The mitral valve, so named because of its resemblance to a bishop's miter, is the heart valve that prevents the backflow of blood from the left ventricle into the left atrium. It is composed of two leaflets (one anterior, one posterior) that close when the left ventricle contracts.
Each leaflet is composed of three layers of tissue: the atrialis, fibrosa, and spongiosa. Patients with classic mitral valve prolapse have excess connective tissue that thickens the spongiosa and separates collagen bundles in the fibrosa. This is due to an excess of dermatan sulfate, a glycosaminoglycan. This weakens the leaflets and adjacent tissue, resulting in increased leaflet area and elongation of the chordae tendineae. Elongation of the chordae often causes rupture, and is commonly found in the chordae tendineae attached to the posterior leaflet. Advanced lesions — also commonly involving the posterior leaflet — lead to leaflet folding, inversion, and displacement toward the left atrium.

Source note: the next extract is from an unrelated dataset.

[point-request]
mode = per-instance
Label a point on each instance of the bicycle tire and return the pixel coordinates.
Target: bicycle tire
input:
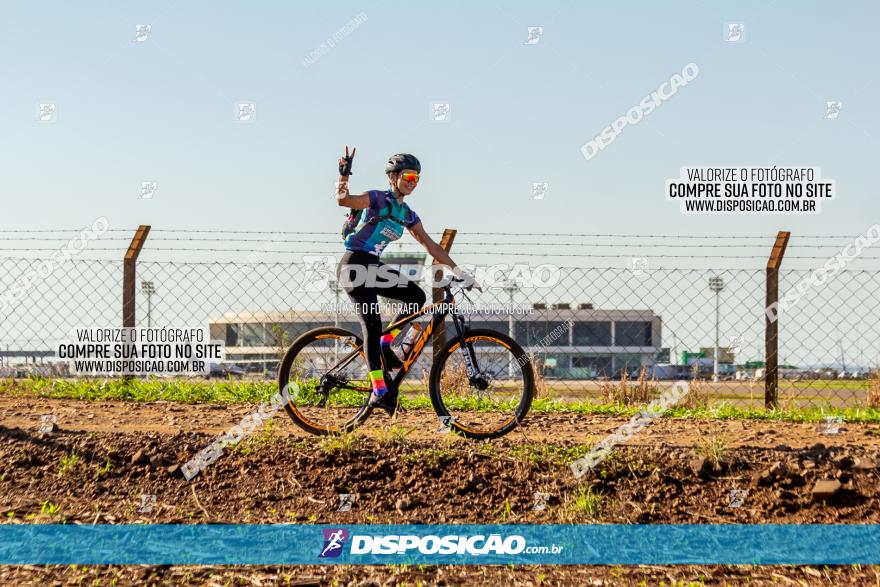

The term mitral valve prolapse was coined by J. Michael Criley in 1966 and gained acceptance over the other descriptor of "billowing" of the mitral valve, as described by JB Barlow.
For many years, mitral valve prolapse was a poorly understood anomaly associated with a wide variety of both related and seemingly unrelated signs and symptoms, including late systolic murmurs, inexplicable panic attacks, and polythelia (extra nipples). Recent studies suggest that these symptoms were incorrectly linked to MVP because the disorder was simply over-diagnosed at the time. Continuously-evolving criteria for diagnosis of MVP with echocardiography made proper diagnosis difficult, and hence many subjects without MVP were included in studies of the disorder and its prevalence. In fact, some modern studies report that as many as 55% of the population would be diagnosed with MVP if older, less reliable methods of MVP diagnosis—notably M-mode echocardiography—were used today.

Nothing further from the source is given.